Tribunal Administratif de Nantes — Décision N° TA44-2414377

mercredi 12 février 2025

JuridictionTribunal Administratif de Nantes
SectionTribunal Administratif de Nantes
N° DossierTA44-2414377
TypeOrdonnance
RecoursExcès de pouvoir

Résumé IA

Le Tribunal administratif de Nantes a rejeté comme manifestement irrecevable la requête de M. B, qui contestait le refus de naturalisation du ministre de l'intérieur. M. B, résidant au Liban, n'avait pas élu domicile en France ou dans un territoire de l'UE/EEE/Suisse comme l'exige l'article R. 431-8 du code de justice administrative. Malgré une demande de régularisation notifiée via Télérecours citoyens, il n'a pas satisfait à cette obligation dans le délai imparti.

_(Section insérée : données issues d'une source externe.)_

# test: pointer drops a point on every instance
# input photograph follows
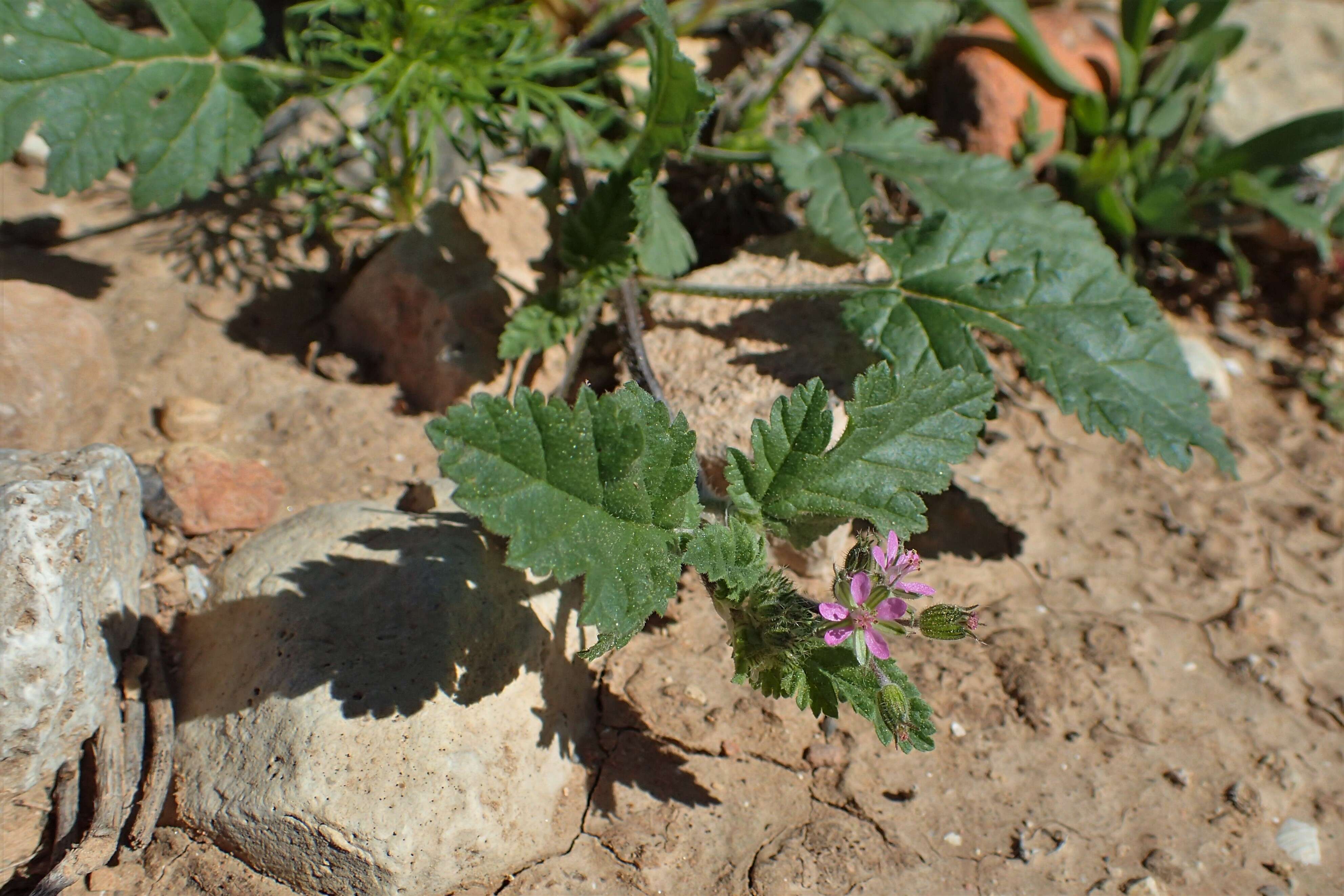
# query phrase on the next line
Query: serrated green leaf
(181, 108)
(598, 232)
(904, 433)
(838, 183)
(679, 97)
(1097, 342)
(604, 489)
(733, 554)
(536, 328)
(662, 244)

La requête a donc été rejetée sur le fondement de l'article R. 222-1 4° du même code.

Texte intégral

Vu la procédure suivante :

Par une requête, enregistrée le 18 septembre 2024, M. A B saisit le tribunal d'un litige relatif à la décision du 21 juin 2024 par laquelle le ministre de l'intérieur et des

outre-mer a rejeté sa demande de naturalisation.

Vu les autres pièces du dossier.

Vu le code de justice administrative.

Considérant ce qui suit :

1. Aux termes de l'article R. 222-1 du code de justice administrative : " Les présidents de tribunal administratif (), les premiers vice-présidents des tribunaux () et les présidents de formation de jugement des tribunaux () peuvent, par ordonnance : () / 4° Rejeter les requêtes manifestement irrecevables, lorsque la juridiction n'est pas tenue d'inviter leur auteur à les régulariser ou qu'elles n'ont pas été régularisées à l'expiration du délai imparti par une demande en ce sens ; () ".

2. Aux termes de l'article R. 431-8 du même code : " Les parties non représentées devant un tribunal administratif par un avocat ou un avocat au Conseil d'Etat et à la Cour de cassation qui ont leur résidence en dehors du territoire de la République et en dehors de l'Union européenne, de l'Espace économique européen ou de la Suisse doivent faire élection de domicile sur l'un de ces territoires. ".

3. Aux termes de l'article R. 611-8-3 du même code : " La juridiction peut proposer aux personnes physiques et morales de droit privé non représentées par un avocat, autres que les organismes de droit privé chargés de la gestion permanente d'un service public, d'utiliser le téléservice mentionné à l'article R. 414-2. () La juridiction peut leur adresser par cette application et pour cette instance, toutes les communications et notifications prévues par le présent livre " Aux termes de l'article R. 611-8-6 du même code : " Les parties sont réputées avoir reçu la communication ou la notification à la date de première consultation du document qui leur a été adressé par voie électronique, certifiée par l'accusé de réception délivré par l'application informatique, ou, à défaut de consultation dans un délai de deux jours ouvrés à compter de la date de mise à disposition du document dans l'application, à l'issue de ce délai. Sauf demande contraire de leur part, les parties sont alertées de toute nouvelle communication ou notification par un message électronique envoyé à l'adresse choisie par elles ".

4. La présente requête a été déposée par M. B qui réside au Liban et qui n'est pas représenté dans les conditions prévues aux dispositions de l'article R. 431-8 précité. En dépit de la demande de régularisation, adressée au requérant par le biais de l'application " Télérecours citoyens ", mise à disposition le 23 septembre 2024 et réputée avoir été notifiée deux jours ouvrés plus tard en application de l'article R. 611-8-6 du code précité, M. B n'a pas, à l'expiration du délai d'un mois qui lui était imparti, régularisé son recours en élisant domicile sur un des territoires visés à l'article R. 431-8 précité. Par suite, cette requête est entachée d'une irrecevabilité manifeste qui n'est plus susceptible de régularisation et ne peut qu'être rejetée.

O R D O N N E :

Article 1er : La requête de M. B est rejetée.

Article 2 : La présente ordonnance sera notifiée à M. A B.

Fait à Nantes, le 12 février 2025.

La présidente,

S. RIMEU

La République mande et ordonne au ministre d'Etat, ministre de l'intérieur en ce qui le concerne ou à tous commissaires de justice à ce requis en ce qui concerne les voies de droit commun contre les parties privées, de pourvoir à l'exécution de la présente décision.